3.5.2. Cross-Dataset Transfer Evaluation
To further examine the transferability of the proposed model under domain shift, bidirectional cross-dataset experiments were conducted between the GF1_WHU dataset and the Cloud and Cloud Shadow Dataset (Dataset 2). Specifically, the model was first trained on GF1_WHU and evaluated on the Cloud and Cloud Shadow Dataset, after which the training and testing domains were reversed. The quantitative results are summarized in
Table 6.
Under both transfer settings, DSFNet consistently outperforms DeepLabV3+. When trained on GF1_WHU and evaluated on the Cloud and Cloud Shadow Dataset, DSFNet improves PA, MPA, F1, and MIoU by 2.61%, 3.91%, 4.58%, and 5.62%, respectively. When the training and testing domains are reversed, the corresponding improvements remain 3.35%, 4.50%, 5.36%, and 4.53%. These results indicate that, although both models suffer from performance degradation under cross-dataset testing, the proposed method maintains stable advantages in the presence of distribution shifts.

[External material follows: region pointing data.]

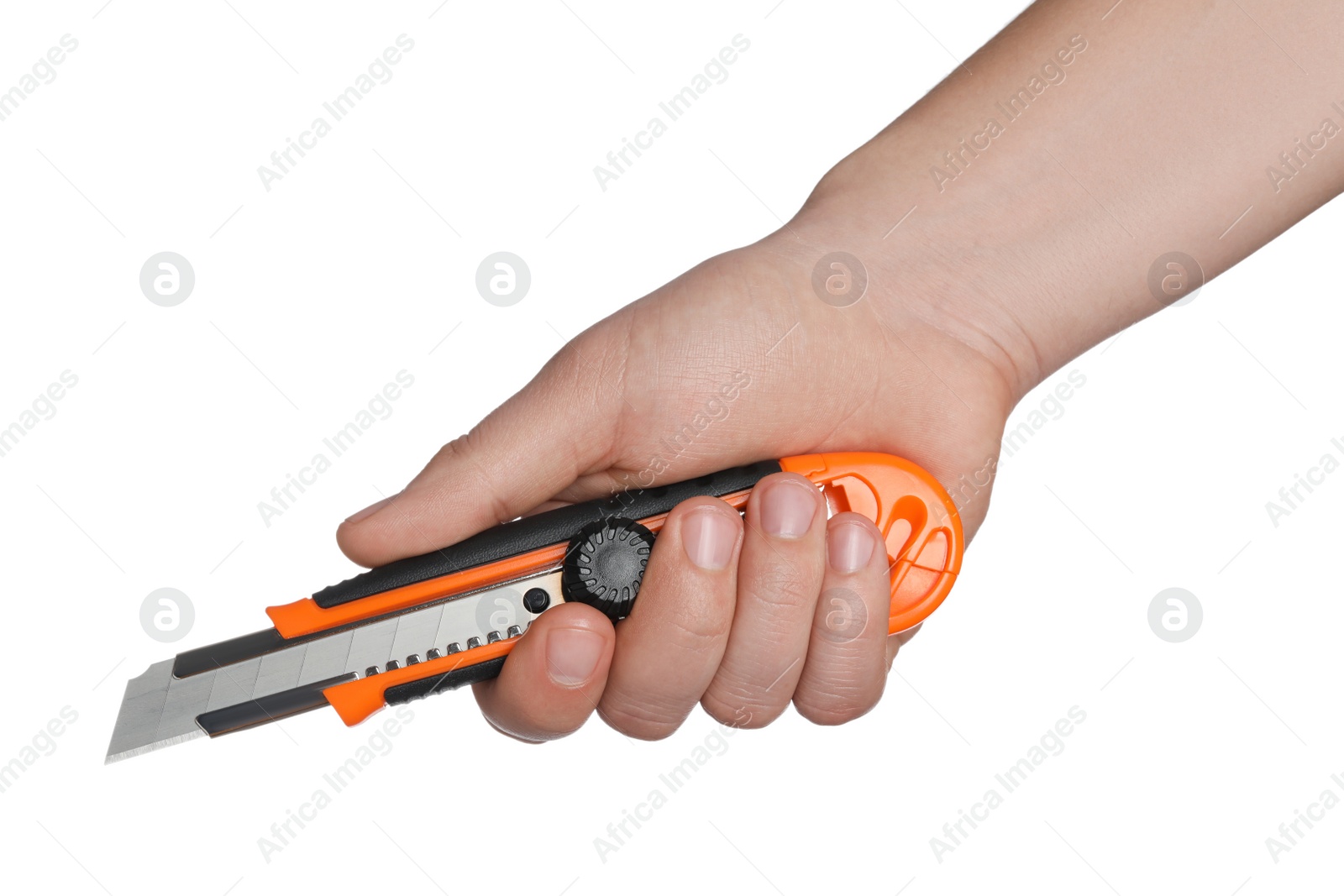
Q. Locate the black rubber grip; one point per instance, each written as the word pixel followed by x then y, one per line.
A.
pixel 543 530
pixel 445 681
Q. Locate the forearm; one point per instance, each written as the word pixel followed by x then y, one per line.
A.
pixel 1054 168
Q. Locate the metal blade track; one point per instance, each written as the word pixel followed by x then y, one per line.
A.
pixel 159 710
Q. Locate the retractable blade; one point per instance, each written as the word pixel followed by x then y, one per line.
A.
pixel 448 618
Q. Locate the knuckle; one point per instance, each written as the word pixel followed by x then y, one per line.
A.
pixel 640 719
pixel 465 459
pixel 833 703
pixel 784 590
pixel 741 707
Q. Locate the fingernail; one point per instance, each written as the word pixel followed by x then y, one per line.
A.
pixel 850 547
pixel 709 537
pixel 786 508
pixel 571 654
pixel 370 511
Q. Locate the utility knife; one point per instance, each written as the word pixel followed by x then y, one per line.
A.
pixel 449 618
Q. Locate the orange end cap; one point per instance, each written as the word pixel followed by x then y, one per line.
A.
pixel 911 510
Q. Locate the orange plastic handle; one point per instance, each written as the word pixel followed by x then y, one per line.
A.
pixel 913 512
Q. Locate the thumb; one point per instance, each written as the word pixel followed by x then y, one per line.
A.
pixel 528 450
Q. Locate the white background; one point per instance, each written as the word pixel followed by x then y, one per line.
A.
pixel 312 296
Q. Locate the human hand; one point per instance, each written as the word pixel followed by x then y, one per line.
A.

The superior transfer robustness of DSFNet can be attributed to the complementary design of the proposed framework. The DSRM enhances direction-sensitive structural continuity, which is beneficial for preserving projected cloud-shadow morphology under varying scene layouts. The ASCA improves robustness to radiometric ambiguity and anomalous responses, thereby alleviating confusion between cloud shadows and visually similar dark regions. Meanwhile, the AGMF strengthens cross-level interaction by explicitly exploiting feature discrepancies, which helps preserve boundary details when the source and target distributions are inconsistent. As a result, compared with the baseline model, DSFNet exhibits stronger robustness under cross-dataset transfer and better tolerance to domain shifts.